I am having some troubles understanding one bit about the converse of Heine-Borel which is the following statement:
Let $S$ be a subset of $\mathbb R^n$. Then the following three statements are
equivalent:a) $S$ is compact.
b) $S$ is closed and bounded.
c) Every infinite subset of $S$ has an accumulation point in $S$.

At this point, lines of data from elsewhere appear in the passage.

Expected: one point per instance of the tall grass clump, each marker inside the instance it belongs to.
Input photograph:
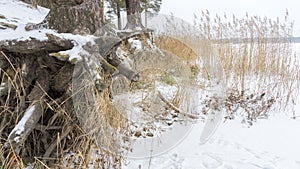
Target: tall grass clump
(256, 54)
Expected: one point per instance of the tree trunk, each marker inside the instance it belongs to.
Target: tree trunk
(134, 21)
(72, 16)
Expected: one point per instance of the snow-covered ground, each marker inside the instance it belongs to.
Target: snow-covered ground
(272, 143)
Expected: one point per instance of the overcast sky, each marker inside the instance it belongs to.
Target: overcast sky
(186, 9)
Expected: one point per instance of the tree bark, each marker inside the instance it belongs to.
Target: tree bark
(134, 21)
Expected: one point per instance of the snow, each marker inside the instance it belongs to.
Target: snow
(271, 143)
(20, 127)
(20, 14)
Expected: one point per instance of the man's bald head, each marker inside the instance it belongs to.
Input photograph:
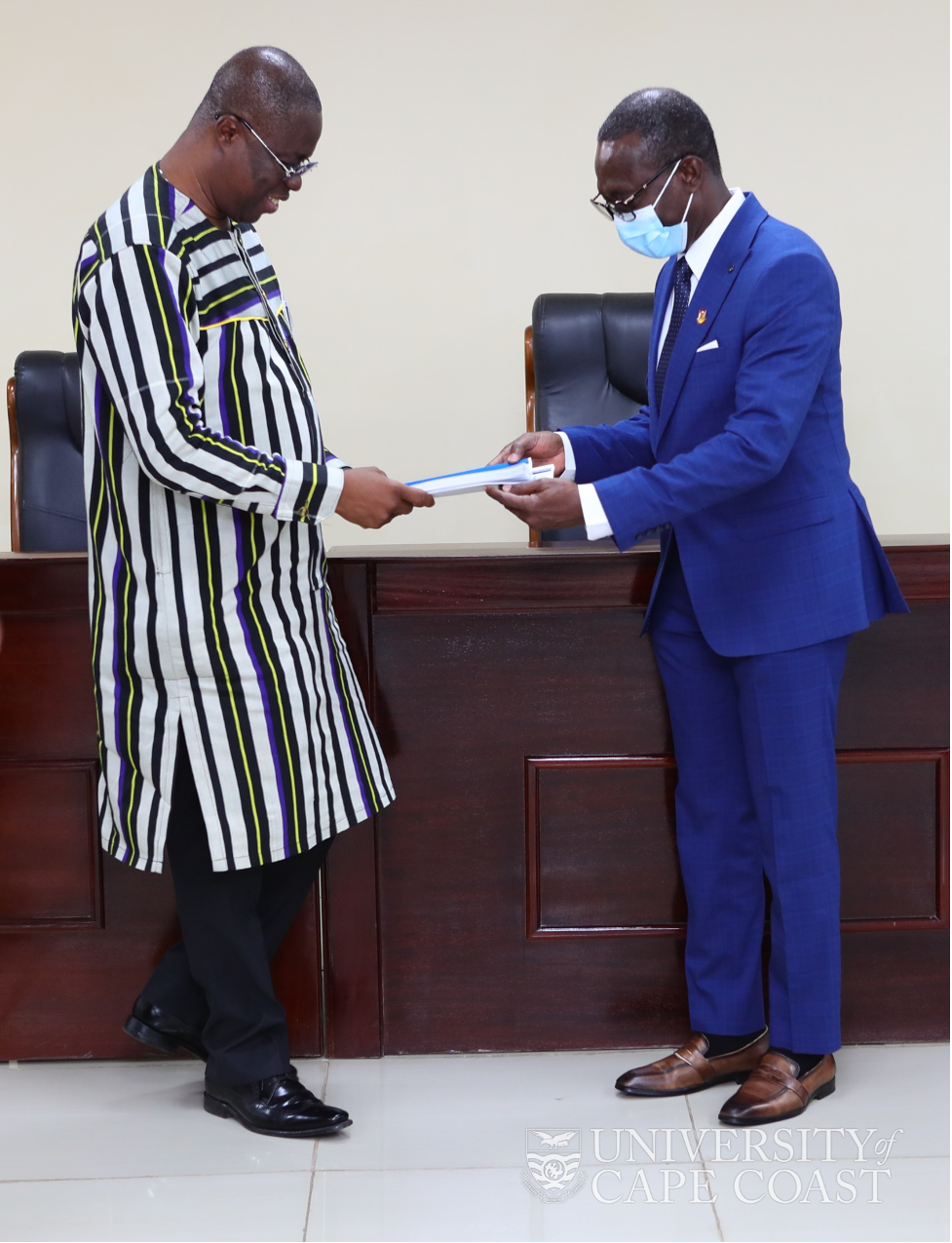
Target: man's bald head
(247, 147)
(265, 85)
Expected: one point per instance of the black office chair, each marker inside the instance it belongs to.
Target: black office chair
(48, 504)
(586, 363)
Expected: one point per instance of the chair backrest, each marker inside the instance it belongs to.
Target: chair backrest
(586, 363)
(48, 502)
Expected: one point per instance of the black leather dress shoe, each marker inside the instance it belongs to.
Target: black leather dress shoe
(163, 1030)
(280, 1106)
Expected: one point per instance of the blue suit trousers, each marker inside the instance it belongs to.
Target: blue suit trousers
(756, 796)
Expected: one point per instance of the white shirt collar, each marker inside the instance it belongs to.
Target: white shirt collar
(700, 252)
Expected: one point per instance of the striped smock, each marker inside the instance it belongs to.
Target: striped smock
(207, 483)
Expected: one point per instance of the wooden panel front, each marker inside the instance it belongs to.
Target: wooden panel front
(527, 886)
(78, 931)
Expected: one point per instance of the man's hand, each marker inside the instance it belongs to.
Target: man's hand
(545, 505)
(370, 500)
(541, 447)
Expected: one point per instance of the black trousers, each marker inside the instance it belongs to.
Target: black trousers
(217, 979)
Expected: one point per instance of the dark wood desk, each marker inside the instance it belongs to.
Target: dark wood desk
(522, 893)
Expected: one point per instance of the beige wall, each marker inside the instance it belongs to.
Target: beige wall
(455, 171)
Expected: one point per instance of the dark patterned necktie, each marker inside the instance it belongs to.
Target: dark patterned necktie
(682, 296)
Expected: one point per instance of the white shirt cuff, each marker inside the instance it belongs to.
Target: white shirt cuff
(569, 471)
(596, 524)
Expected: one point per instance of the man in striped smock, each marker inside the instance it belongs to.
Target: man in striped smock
(233, 731)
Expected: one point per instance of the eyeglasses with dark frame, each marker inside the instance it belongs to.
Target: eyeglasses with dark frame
(623, 209)
(288, 171)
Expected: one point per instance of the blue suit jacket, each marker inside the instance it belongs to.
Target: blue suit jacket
(745, 459)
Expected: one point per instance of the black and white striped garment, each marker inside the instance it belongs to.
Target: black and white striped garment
(207, 482)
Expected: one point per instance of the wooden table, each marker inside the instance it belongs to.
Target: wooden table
(522, 893)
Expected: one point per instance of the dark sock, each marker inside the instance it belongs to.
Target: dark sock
(717, 1045)
(804, 1061)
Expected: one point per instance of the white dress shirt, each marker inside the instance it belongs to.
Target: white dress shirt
(698, 255)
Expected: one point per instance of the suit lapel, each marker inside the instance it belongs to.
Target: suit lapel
(708, 297)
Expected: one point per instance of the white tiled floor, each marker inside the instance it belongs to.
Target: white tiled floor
(438, 1151)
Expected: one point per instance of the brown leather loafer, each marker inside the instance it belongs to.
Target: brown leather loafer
(773, 1093)
(687, 1069)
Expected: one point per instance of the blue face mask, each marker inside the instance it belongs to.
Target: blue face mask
(644, 233)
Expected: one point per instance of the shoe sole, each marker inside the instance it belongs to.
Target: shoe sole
(826, 1090)
(145, 1034)
(741, 1076)
(221, 1108)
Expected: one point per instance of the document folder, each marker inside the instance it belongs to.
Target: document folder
(486, 476)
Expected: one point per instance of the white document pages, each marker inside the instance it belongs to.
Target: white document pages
(486, 476)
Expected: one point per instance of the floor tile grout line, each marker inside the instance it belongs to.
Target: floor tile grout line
(704, 1166)
(310, 1191)
(316, 1170)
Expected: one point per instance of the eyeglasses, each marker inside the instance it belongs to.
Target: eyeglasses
(288, 171)
(624, 211)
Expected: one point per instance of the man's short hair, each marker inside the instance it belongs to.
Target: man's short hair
(670, 126)
(261, 84)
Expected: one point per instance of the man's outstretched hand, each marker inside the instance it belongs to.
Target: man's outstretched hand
(545, 505)
(544, 447)
(370, 498)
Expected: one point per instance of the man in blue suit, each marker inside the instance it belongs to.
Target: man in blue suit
(768, 564)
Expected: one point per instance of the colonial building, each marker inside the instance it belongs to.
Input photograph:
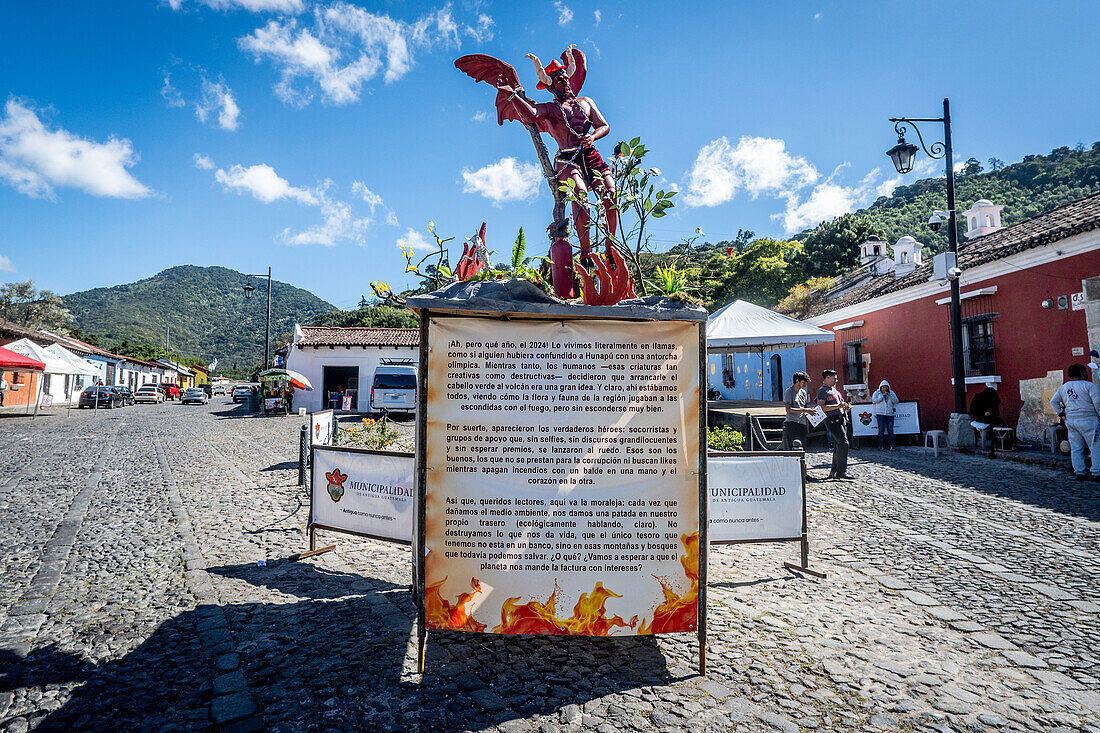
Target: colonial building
(1023, 315)
(341, 361)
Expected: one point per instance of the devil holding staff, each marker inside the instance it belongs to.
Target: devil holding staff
(575, 123)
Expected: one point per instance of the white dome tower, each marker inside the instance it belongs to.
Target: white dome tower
(982, 218)
(906, 255)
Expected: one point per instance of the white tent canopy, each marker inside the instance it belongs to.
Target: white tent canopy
(744, 327)
(55, 364)
(77, 364)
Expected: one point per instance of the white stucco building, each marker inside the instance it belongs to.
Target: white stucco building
(341, 361)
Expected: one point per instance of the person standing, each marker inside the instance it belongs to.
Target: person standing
(796, 404)
(886, 407)
(1078, 402)
(836, 422)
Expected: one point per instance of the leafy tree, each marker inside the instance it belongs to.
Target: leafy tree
(833, 247)
(22, 304)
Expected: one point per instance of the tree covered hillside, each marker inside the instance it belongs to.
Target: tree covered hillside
(205, 307)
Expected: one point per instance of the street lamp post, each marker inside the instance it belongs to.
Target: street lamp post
(267, 329)
(902, 155)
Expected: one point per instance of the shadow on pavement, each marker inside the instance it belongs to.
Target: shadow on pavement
(338, 663)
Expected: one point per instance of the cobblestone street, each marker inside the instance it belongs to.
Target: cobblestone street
(961, 595)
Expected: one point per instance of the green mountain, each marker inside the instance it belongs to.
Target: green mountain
(1032, 186)
(204, 308)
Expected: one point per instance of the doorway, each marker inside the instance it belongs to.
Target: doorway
(342, 381)
(777, 378)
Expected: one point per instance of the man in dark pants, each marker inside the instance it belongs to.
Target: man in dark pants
(836, 422)
(796, 404)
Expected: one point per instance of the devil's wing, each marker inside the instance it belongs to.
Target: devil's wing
(493, 70)
(482, 67)
(576, 80)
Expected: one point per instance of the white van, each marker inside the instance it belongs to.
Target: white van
(393, 389)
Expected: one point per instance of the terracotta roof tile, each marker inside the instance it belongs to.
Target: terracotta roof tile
(359, 336)
(1074, 218)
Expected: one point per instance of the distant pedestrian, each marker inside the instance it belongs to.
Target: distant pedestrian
(886, 407)
(836, 422)
(796, 405)
(1078, 402)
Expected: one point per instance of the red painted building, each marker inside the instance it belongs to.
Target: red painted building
(1023, 315)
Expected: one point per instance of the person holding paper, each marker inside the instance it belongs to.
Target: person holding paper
(796, 404)
(836, 422)
(886, 406)
(1078, 402)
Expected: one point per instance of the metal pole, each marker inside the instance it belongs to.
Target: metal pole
(956, 314)
(303, 448)
(267, 330)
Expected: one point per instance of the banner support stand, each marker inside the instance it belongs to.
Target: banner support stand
(704, 503)
(804, 542)
(421, 480)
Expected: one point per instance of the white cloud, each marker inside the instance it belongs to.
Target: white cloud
(285, 7)
(416, 241)
(264, 184)
(347, 46)
(374, 201)
(506, 181)
(759, 165)
(171, 94)
(339, 223)
(34, 160)
(564, 14)
(218, 97)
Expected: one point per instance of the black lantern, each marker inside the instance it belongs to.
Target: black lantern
(902, 155)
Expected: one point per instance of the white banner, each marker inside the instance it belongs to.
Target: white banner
(864, 425)
(365, 493)
(755, 498)
(562, 487)
(322, 427)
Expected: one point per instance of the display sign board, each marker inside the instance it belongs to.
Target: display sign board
(906, 419)
(322, 427)
(363, 492)
(755, 496)
(562, 489)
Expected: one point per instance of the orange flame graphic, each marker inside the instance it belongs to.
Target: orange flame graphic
(678, 613)
(589, 616)
(440, 614)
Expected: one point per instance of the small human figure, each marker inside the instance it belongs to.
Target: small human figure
(836, 422)
(796, 405)
(1078, 403)
(986, 407)
(886, 407)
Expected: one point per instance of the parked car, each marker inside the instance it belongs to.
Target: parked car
(393, 389)
(125, 396)
(99, 396)
(149, 393)
(196, 395)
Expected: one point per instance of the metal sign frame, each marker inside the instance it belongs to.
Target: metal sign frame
(312, 527)
(803, 539)
(421, 469)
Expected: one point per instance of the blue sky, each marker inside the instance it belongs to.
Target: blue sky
(312, 137)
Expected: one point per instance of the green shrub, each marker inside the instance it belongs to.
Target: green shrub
(724, 438)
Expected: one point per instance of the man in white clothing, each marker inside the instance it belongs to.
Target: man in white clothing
(1078, 402)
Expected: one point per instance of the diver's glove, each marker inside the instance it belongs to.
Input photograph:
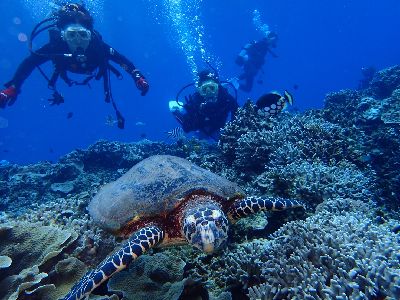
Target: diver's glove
(141, 82)
(8, 96)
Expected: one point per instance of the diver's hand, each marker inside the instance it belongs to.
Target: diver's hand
(141, 82)
(8, 96)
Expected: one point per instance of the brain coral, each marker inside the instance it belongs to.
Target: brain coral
(30, 247)
(338, 253)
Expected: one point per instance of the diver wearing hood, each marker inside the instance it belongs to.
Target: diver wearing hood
(208, 108)
(74, 47)
(252, 57)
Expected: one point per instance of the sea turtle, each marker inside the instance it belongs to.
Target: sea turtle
(166, 200)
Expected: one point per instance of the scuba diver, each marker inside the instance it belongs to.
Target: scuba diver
(252, 57)
(208, 108)
(74, 46)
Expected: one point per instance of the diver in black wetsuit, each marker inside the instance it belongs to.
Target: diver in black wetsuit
(76, 47)
(208, 108)
(252, 58)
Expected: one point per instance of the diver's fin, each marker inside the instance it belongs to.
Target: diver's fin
(288, 97)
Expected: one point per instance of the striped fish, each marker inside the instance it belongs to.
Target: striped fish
(273, 103)
(177, 133)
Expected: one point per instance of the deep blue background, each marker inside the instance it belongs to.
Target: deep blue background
(322, 47)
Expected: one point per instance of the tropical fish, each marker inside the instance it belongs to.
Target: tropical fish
(273, 103)
(176, 133)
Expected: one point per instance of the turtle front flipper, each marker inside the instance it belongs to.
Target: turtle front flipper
(141, 241)
(250, 205)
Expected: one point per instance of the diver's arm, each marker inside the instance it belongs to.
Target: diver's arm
(129, 67)
(120, 59)
(28, 65)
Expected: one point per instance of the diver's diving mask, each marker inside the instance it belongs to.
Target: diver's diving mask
(208, 89)
(77, 37)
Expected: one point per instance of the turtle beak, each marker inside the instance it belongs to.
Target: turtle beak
(206, 229)
(207, 240)
(211, 238)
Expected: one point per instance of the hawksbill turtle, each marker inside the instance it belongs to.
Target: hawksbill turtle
(163, 201)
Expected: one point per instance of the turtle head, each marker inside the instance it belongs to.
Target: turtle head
(206, 227)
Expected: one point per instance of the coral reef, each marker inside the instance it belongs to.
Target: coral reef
(30, 249)
(342, 161)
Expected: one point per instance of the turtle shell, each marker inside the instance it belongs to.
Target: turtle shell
(154, 187)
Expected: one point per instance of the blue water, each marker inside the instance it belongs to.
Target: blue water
(322, 47)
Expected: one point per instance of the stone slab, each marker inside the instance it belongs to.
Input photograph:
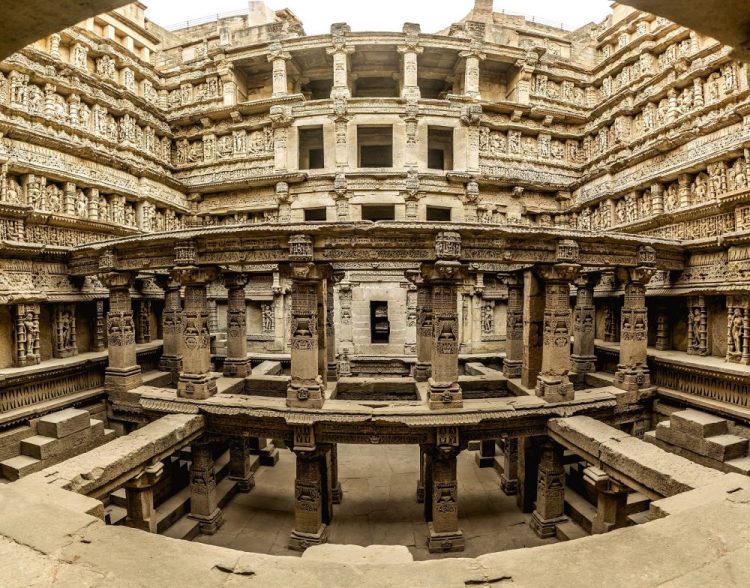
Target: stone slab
(63, 423)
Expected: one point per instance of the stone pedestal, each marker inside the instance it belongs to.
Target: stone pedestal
(240, 452)
(236, 363)
(203, 504)
(123, 372)
(195, 380)
(509, 477)
(583, 358)
(139, 496)
(550, 497)
(553, 383)
(513, 362)
(444, 532)
(310, 524)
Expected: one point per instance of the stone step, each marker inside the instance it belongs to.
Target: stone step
(569, 531)
(698, 424)
(45, 447)
(63, 423)
(21, 465)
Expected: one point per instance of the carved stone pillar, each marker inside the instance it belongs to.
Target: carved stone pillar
(240, 452)
(550, 495)
(171, 359)
(738, 329)
(509, 477)
(442, 493)
(306, 387)
(27, 335)
(65, 331)
(236, 363)
(139, 497)
(583, 358)
(123, 372)
(632, 372)
(204, 506)
(553, 383)
(278, 58)
(100, 328)
(663, 334)
(513, 361)
(195, 380)
(612, 502)
(697, 326)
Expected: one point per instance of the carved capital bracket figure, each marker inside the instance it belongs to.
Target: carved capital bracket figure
(236, 363)
(123, 372)
(632, 372)
(195, 380)
(583, 358)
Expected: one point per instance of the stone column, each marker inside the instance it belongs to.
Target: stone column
(472, 58)
(632, 372)
(553, 383)
(139, 497)
(340, 53)
(236, 363)
(509, 477)
(123, 372)
(195, 380)
(203, 502)
(514, 327)
(612, 502)
(278, 58)
(533, 328)
(171, 320)
(663, 334)
(550, 497)
(583, 358)
(410, 51)
(444, 532)
(27, 335)
(240, 470)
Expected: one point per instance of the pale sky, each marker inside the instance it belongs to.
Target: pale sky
(384, 15)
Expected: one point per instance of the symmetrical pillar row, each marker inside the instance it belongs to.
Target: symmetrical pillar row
(123, 372)
(236, 363)
(139, 497)
(583, 358)
(204, 506)
(553, 383)
(550, 494)
(171, 359)
(195, 379)
(514, 327)
(632, 372)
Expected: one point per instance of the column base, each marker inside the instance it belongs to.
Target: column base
(299, 541)
(235, 367)
(122, 379)
(450, 542)
(208, 525)
(337, 494)
(422, 372)
(512, 368)
(545, 528)
(196, 386)
(444, 396)
(509, 486)
(583, 364)
(304, 396)
(555, 389)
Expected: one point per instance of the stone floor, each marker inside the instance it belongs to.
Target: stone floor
(379, 506)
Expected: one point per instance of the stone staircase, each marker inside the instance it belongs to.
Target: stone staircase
(704, 439)
(60, 436)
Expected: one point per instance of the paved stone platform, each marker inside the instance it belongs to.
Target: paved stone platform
(379, 507)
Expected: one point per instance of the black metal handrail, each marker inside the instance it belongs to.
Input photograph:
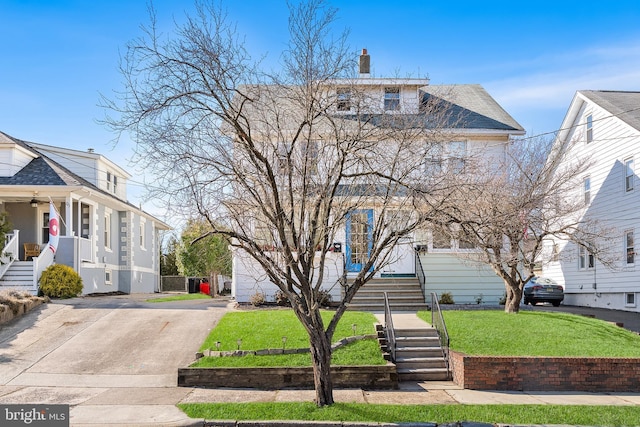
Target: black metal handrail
(389, 331)
(420, 274)
(437, 320)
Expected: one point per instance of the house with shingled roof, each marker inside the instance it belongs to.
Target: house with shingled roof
(602, 129)
(425, 261)
(112, 244)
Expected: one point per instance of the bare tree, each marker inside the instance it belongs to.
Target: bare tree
(270, 161)
(511, 212)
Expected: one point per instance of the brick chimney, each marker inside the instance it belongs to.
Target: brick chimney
(365, 64)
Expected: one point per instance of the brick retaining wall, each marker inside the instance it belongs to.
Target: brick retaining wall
(589, 374)
(367, 377)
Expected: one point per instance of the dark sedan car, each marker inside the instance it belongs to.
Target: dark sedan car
(541, 289)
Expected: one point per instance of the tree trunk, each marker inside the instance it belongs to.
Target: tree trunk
(321, 359)
(514, 296)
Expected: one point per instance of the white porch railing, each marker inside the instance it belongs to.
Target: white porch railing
(44, 260)
(9, 251)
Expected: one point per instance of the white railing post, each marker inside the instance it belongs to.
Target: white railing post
(10, 251)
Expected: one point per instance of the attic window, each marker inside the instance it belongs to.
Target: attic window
(112, 182)
(391, 98)
(344, 99)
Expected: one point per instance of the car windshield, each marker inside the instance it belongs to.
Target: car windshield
(542, 281)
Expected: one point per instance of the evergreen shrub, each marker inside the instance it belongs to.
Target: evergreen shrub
(60, 281)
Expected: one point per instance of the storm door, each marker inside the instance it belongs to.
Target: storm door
(359, 238)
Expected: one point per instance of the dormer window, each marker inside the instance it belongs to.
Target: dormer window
(112, 182)
(344, 99)
(391, 98)
(589, 128)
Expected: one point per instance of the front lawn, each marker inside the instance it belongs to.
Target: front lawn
(496, 333)
(356, 412)
(265, 329)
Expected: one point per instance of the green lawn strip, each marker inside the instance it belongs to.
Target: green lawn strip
(496, 333)
(505, 414)
(264, 329)
(364, 352)
(179, 297)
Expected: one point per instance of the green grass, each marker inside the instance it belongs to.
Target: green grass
(504, 414)
(264, 329)
(495, 333)
(179, 297)
(365, 352)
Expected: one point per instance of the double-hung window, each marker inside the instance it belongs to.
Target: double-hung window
(589, 128)
(628, 175)
(587, 190)
(586, 260)
(391, 98)
(344, 99)
(629, 248)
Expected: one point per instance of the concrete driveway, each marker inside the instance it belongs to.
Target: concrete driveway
(106, 356)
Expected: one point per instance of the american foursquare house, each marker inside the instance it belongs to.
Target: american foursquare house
(111, 243)
(483, 127)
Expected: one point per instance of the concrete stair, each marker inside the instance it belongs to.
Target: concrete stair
(404, 294)
(19, 277)
(419, 356)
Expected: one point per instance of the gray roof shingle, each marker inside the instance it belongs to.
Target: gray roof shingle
(624, 104)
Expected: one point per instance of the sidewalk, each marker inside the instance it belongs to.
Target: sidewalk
(410, 393)
(156, 406)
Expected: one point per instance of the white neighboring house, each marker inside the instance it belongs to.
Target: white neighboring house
(484, 128)
(112, 244)
(603, 126)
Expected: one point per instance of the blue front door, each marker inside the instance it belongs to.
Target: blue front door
(359, 238)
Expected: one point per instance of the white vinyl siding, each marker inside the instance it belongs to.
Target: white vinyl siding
(610, 204)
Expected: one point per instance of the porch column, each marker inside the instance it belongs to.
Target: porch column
(68, 212)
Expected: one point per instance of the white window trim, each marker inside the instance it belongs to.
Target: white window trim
(586, 192)
(626, 300)
(626, 248)
(627, 188)
(384, 98)
(143, 237)
(587, 256)
(107, 232)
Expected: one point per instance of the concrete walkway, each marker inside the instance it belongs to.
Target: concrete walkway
(75, 353)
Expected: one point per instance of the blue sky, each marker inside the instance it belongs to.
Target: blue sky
(57, 56)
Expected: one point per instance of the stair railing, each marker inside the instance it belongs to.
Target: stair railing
(437, 320)
(420, 275)
(389, 330)
(9, 251)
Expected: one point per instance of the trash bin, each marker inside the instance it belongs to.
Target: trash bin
(194, 285)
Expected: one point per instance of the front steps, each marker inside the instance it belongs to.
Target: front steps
(404, 294)
(19, 277)
(419, 356)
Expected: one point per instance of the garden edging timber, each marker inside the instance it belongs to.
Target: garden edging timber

Here is the proof presented from the book that I am reading from I have problems in particular the implication $c) \Rightarrow b)$. I don't understand why that it is sufficient to prove that $x$ is the only accumulation point? But then according to that if I am understanding it correctly then every closed bounded set should have only 1 accumulation point which isn't true maybe I am confused here is picture of the proof. If someone could clarify the issues at which I am confused in that would be perfect.
Best Answer
Note that $x$ isn't the only accumulation point of the (very general) set $S$, it is the unique accumulation point of the Cauchy sequence $T$. And a Cauchy sequence can only have one accumulation point.
They want to show that $S$ is closed, and they do that by showing that $S$ contains any of its accumulation points. This means taking an arbitrary accumulation point $x$ of $S$ and show that it is contained in $S$. They do this by constructing $T$, an infinite subset of $S$ with $x$ as its only accumulation point (as a subset of $\Bbb R^n$).
Since $T$ is an infinite subset of $S$, there must be some accumulation point of $T$ contained in $S$, and there is only one possibility. Therefore $x\in S$, and since $x$ was an arbitrary accumulation point, we're done.